Am Mi., Dez. 14, 2022 at 17:47 schrieb @.***>:

after digging into it, i found that one of the pixels was being reported as -273.15, skewing the entire range of the image, resulting in the pics above. after adding a for loop to find pixels beyond the camera's range in the opencv_therm_cam.py file, it started working correctly. there is probably a better way to find them, but this got mine working. i added it into the section of code for the mode i was using, right after it read the data from the camera. it just checks for a number outside the working temps of the camera, and if found, makes an average of prior and following numbers and replaces it. for i in range(len(image)): if image[i] < -40: image[i] = (image[i-1] + image [i+1])/2 if image[i] > 300: image[i] = (image[i-1] + image [i+1])/2

the reason the adafruit example worked is because they have the range defined in their code. something like this probably needs to be added to avoid bad pixels.

— Reply to this email directly, view it on GitHub, or unsubscribe.

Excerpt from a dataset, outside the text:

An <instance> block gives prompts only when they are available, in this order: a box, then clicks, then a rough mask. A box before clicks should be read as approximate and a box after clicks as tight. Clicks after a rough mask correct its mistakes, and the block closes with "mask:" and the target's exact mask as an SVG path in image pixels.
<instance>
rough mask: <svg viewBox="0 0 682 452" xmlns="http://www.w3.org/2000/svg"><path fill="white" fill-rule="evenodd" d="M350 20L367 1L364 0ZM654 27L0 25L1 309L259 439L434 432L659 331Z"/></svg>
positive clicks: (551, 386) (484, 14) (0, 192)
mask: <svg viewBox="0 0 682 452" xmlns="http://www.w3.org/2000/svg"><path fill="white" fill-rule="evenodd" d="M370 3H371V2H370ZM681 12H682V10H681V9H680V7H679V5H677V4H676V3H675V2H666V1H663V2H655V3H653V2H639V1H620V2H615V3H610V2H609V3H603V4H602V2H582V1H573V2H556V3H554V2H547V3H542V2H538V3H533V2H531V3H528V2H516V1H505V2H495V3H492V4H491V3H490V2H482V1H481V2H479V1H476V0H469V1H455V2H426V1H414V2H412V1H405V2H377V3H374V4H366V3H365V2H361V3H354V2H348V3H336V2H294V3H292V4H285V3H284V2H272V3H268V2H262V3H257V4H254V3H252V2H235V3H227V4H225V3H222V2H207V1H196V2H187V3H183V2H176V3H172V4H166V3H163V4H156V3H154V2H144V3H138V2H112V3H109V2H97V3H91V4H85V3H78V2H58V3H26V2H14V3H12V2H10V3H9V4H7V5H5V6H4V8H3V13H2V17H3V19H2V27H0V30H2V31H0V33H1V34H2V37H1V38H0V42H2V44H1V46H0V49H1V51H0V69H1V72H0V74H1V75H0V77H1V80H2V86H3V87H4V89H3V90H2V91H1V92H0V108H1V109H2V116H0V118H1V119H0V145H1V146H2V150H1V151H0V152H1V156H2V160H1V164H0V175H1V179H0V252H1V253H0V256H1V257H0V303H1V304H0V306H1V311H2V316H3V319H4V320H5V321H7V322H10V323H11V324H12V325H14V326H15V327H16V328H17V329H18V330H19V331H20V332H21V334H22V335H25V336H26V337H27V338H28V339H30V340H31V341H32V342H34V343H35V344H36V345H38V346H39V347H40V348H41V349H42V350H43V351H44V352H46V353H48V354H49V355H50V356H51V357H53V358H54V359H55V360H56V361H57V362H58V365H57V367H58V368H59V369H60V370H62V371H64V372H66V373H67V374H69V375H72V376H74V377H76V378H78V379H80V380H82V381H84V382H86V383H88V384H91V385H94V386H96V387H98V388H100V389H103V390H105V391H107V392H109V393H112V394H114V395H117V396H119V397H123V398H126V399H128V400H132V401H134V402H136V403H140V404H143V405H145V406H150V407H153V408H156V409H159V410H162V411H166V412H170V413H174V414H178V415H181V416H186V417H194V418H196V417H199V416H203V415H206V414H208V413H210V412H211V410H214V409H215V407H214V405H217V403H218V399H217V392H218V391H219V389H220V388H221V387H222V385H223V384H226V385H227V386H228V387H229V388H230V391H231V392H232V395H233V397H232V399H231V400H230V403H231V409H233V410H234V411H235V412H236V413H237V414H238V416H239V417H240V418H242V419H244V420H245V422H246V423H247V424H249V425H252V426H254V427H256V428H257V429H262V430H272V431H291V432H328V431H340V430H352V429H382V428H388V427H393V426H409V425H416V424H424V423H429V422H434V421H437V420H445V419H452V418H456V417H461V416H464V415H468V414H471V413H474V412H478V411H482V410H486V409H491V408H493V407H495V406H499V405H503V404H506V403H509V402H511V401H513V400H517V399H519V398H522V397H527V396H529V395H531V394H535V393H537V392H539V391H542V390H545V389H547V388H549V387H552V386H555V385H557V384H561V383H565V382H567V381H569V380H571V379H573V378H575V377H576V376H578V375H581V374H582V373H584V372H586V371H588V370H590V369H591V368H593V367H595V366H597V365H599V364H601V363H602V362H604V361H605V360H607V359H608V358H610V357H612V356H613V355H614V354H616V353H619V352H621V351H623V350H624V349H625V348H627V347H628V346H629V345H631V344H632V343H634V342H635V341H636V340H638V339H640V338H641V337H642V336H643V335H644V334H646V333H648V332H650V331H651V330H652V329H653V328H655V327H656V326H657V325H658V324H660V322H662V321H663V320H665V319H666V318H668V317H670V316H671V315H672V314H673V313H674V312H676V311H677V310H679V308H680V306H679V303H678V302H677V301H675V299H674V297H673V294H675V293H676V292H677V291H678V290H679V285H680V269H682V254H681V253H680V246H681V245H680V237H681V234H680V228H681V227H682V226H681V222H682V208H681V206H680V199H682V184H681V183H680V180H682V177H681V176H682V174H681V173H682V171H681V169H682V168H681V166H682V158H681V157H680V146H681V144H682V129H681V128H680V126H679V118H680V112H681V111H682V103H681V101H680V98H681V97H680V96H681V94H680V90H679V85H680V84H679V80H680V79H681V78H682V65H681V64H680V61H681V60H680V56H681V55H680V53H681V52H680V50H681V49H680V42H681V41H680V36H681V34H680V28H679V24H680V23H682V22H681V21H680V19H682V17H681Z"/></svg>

You are receiving this because you are subscribed to this thread.Message ID: @.***>

tomshaffner avatar Dec 15 '22 12:12 tomshaffner

it does appear to be consistent. seems to be the same place every time, and the exact same number, so i think it is a bad cell. i haven't had it in use long enough to see if any pop up anywhere else, but do not appear to at this time. to fix it, i inserted the for loop right after the image data is read from the camera in the camera_read function (since that was the one i was using, but a function would prob be better for use in all other display functions):

def camera_read(use_f:bool = True, filter_image:bool = False):
...
try:
        while True:
            # Get image
            try:
                mlx.getFrame(image)  # read mlx90640
            except RuntimeError as e:
                if e.message == 'Too many retries':
                    print("Too many retries error caught, potential I2C baudrate issue: continuing...")
                    logger.info(traceback.format_exc())
                    continue
                raise
            
            for i in range(len(image)):
                if image[i] < -40:
                    image[i] = (image[i-1] + image [i+1])/2
                if image[i] > 300:
                    image[i] = (image[i-1] + image [i+1])/2

            temp_min = np.min(image)
            temp_max = np.max(image)
            img=temps_to_rescaled_uints(image,temp_min,temp_max)

this lets it pass the corrected values to the temps_to_rescaled_units function, as it appeared thats where the image was going "bad" at since the temps were so far apart. i figured it out by printing the values for image and temp_min and temp_max at each step in the code. after inserting the for loop, the temp_min was corrected, as it wasnt even picking up the corrected averaged value as the minimum, it was picking up the actual minimum from elsewhere in the image. thank you for your work on this. it saved me a lot of time!